Let us call $A=(b-c)^2+a^2$ and $B$, $C$ similarly (by cyclically permuting the variables).
 The inequality becomes $\sum_{cyc} \frac{C}{B}\ge\sum_{cyc}\frac{ab}{B}$. 
Putting $S=a^2+b^2+c^2$ we clearly have $ab=\frac{S-C}{2}$ (and the cyclic ones), so the inequality is equivalent to
$3\sum_{cyc}\frac{C}{B}\ge \sum_{cyc}\frac{S}{B}$ or (which is the same) $3\sum_{cyc}\frac{B}{A}\ge \sum_{cyc}\frac{S}{A}$. 
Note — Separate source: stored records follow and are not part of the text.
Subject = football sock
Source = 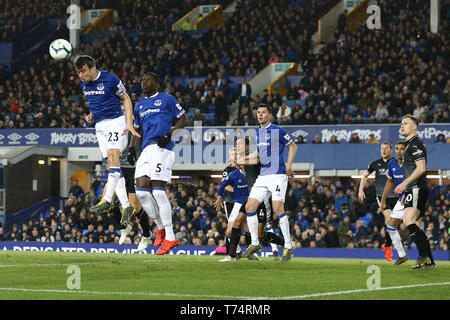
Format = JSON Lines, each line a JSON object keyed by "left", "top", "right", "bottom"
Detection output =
{"left": 225, "top": 235, "right": 230, "bottom": 255}
{"left": 135, "top": 187, "right": 163, "bottom": 230}
{"left": 278, "top": 213, "right": 292, "bottom": 249}
{"left": 384, "top": 225, "right": 392, "bottom": 247}
{"left": 246, "top": 212, "right": 259, "bottom": 246}
{"left": 110, "top": 205, "right": 123, "bottom": 228}
{"left": 264, "top": 231, "right": 285, "bottom": 247}
{"left": 114, "top": 172, "right": 130, "bottom": 208}
{"left": 407, "top": 223, "right": 427, "bottom": 257}
{"left": 244, "top": 232, "right": 251, "bottom": 245}
{"left": 265, "top": 225, "right": 284, "bottom": 247}
{"left": 387, "top": 225, "right": 406, "bottom": 258}
{"left": 153, "top": 188, "right": 175, "bottom": 241}
{"left": 229, "top": 228, "right": 241, "bottom": 258}
{"left": 136, "top": 208, "right": 151, "bottom": 238}
{"left": 103, "top": 167, "right": 121, "bottom": 203}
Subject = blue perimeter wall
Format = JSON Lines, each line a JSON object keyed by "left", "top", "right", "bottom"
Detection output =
{"left": 1, "top": 242, "right": 448, "bottom": 261}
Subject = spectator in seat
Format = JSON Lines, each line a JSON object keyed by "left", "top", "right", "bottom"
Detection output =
{"left": 366, "top": 133, "right": 380, "bottom": 144}
{"left": 348, "top": 132, "right": 362, "bottom": 143}
{"left": 338, "top": 215, "right": 353, "bottom": 248}
{"left": 237, "top": 77, "right": 252, "bottom": 107}
{"left": 69, "top": 179, "right": 84, "bottom": 198}
{"left": 434, "top": 133, "right": 446, "bottom": 143}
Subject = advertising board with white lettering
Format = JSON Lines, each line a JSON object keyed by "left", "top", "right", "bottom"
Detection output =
{"left": 0, "top": 124, "right": 448, "bottom": 147}
{"left": 1, "top": 242, "right": 448, "bottom": 260}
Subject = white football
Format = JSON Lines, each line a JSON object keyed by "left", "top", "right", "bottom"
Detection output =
{"left": 49, "top": 39, "right": 73, "bottom": 61}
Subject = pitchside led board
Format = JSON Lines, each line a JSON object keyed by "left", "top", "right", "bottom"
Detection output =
{"left": 2, "top": 242, "right": 449, "bottom": 261}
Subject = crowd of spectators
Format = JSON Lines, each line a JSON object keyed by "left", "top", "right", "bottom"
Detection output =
{"left": 1, "top": 0, "right": 448, "bottom": 129}
{"left": 173, "top": 0, "right": 339, "bottom": 78}
{"left": 234, "top": 0, "right": 449, "bottom": 127}
{"left": 1, "top": 177, "right": 448, "bottom": 253}
{"left": 0, "top": 0, "right": 68, "bottom": 42}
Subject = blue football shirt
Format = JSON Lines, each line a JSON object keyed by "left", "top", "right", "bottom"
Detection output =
{"left": 387, "top": 157, "right": 404, "bottom": 200}
{"left": 134, "top": 92, "right": 185, "bottom": 151}
{"left": 80, "top": 70, "right": 126, "bottom": 123}
{"left": 218, "top": 169, "right": 249, "bottom": 204}
{"left": 256, "top": 123, "right": 294, "bottom": 175}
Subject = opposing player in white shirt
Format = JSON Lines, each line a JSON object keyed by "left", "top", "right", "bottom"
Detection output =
{"left": 238, "top": 103, "right": 298, "bottom": 262}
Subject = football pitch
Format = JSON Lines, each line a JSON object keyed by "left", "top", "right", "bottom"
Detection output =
{"left": 0, "top": 251, "right": 449, "bottom": 300}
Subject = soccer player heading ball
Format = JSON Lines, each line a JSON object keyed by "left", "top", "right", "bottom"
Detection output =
{"left": 75, "top": 55, "right": 140, "bottom": 225}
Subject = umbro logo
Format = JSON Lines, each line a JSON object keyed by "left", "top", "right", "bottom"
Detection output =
{"left": 25, "top": 133, "right": 39, "bottom": 141}
{"left": 8, "top": 133, "right": 21, "bottom": 141}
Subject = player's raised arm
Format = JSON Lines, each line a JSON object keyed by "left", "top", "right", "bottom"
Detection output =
{"left": 236, "top": 150, "right": 259, "bottom": 165}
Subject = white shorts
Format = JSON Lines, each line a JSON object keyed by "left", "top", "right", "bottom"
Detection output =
{"left": 134, "top": 144, "right": 175, "bottom": 182}
{"left": 95, "top": 115, "right": 128, "bottom": 159}
{"left": 228, "top": 202, "right": 243, "bottom": 223}
{"left": 249, "top": 174, "right": 288, "bottom": 203}
{"left": 390, "top": 200, "right": 404, "bottom": 220}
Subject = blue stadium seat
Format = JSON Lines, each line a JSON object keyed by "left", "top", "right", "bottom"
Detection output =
{"left": 286, "top": 100, "right": 296, "bottom": 108}
{"left": 358, "top": 217, "right": 370, "bottom": 228}
{"left": 82, "top": 229, "right": 90, "bottom": 236}
{"left": 431, "top": 96, "right": 439, "bottom": 107}
{"left": 205, "top": 113, "right": 215, "bottom": 125}
{"left": 347, "top": 104, "right": 355, "bottom": 114}
{"left": 298, "top": 99, "right": 306, "bottom": 108}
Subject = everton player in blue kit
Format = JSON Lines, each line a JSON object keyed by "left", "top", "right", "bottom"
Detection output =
{"left": 128, "top": 72, "right": 187, "bottom": 255}
{"left": 214, "top": 165, "right": 249, "bottom": 261}
{"left": 75, "top": 55, "right": 140, "bottom": 225}
{"left": 239, "top": 104, "right": 298, "bottom": 262}
{"left": 380, "top": 141, "right": 409, "bottom": 265}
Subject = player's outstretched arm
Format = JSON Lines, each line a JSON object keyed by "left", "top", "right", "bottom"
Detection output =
{"left": 237, "top": 150, "right": 259, "bottom": 166}
{"left": 121, "top": 93, "right": 141, "bottom": 138}
{"left": 358, "top": 170, "right": 370, "bottom": 202}
{"left": 286, "top": 142, "right": 298, "bottom": 177}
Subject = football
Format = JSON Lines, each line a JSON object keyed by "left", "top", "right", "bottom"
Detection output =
{"left": 49, "top": 39, "right": 73, "bottom": 61}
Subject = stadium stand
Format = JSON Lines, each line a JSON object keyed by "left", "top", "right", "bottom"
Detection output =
{"left": 0, "top": 0, "right": 448, "bottom": 128}
{"left": 1, "top": 177, "right": 449, "bottom": 252}
{"left": 0, "top": 0, "right": 449, "bottom": 254}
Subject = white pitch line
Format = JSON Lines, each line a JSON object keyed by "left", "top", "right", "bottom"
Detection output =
{"left": 276, "top": 281, "right": 450, "bottom": 299}
{"left": 0, "top": 259, "right": 160, "bottom": 268}
{"left": 0, "top": 282, "right": 449, "bottom": 300}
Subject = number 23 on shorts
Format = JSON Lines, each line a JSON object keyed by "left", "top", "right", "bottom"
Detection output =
{"left": 107, "top": 131, "right": 119, "bottom": 142}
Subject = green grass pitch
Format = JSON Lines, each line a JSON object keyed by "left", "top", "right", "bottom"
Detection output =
{"left": 0, "top": 251, "right": 449, "bottom": 300}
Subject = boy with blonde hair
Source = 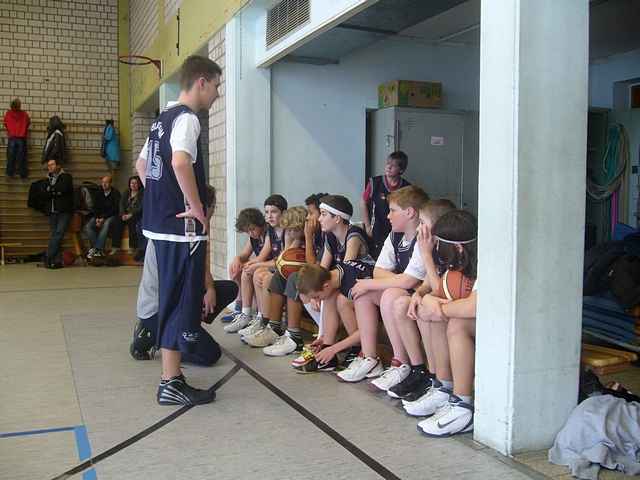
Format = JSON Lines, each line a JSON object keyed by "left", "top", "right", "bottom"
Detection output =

We will prove something slightly stronger, namely that $3\sum_{cyc}\frac{B}{A}\ge\sum_{cyc}\frac{A+B+C}{A}$ (this implies your inequality since $A+B+C\ge S$). 
Now observe that $A-B=2c(a-b)\le (a-b)^2+c^2=C$ (and by symmetry $B-C\le A$, $C-A\le B$), so that $A,B,C$ satisfy the triangle inequalities
$A\le B+C$, $B\le C+A$, $C\le A+B$. 
We can thus perform the substitution $A=y+z,B=z+x,C=x+y$ with $x,y,z\ge 0$ (if you didn't know this fact, check it!). 
So we are left to prove that $\sum_{cyc}\frac{3(z+x)-2(x+y+z)}{y+z}\ge 0$, which is the Lemma (upon clearing the positive denominators).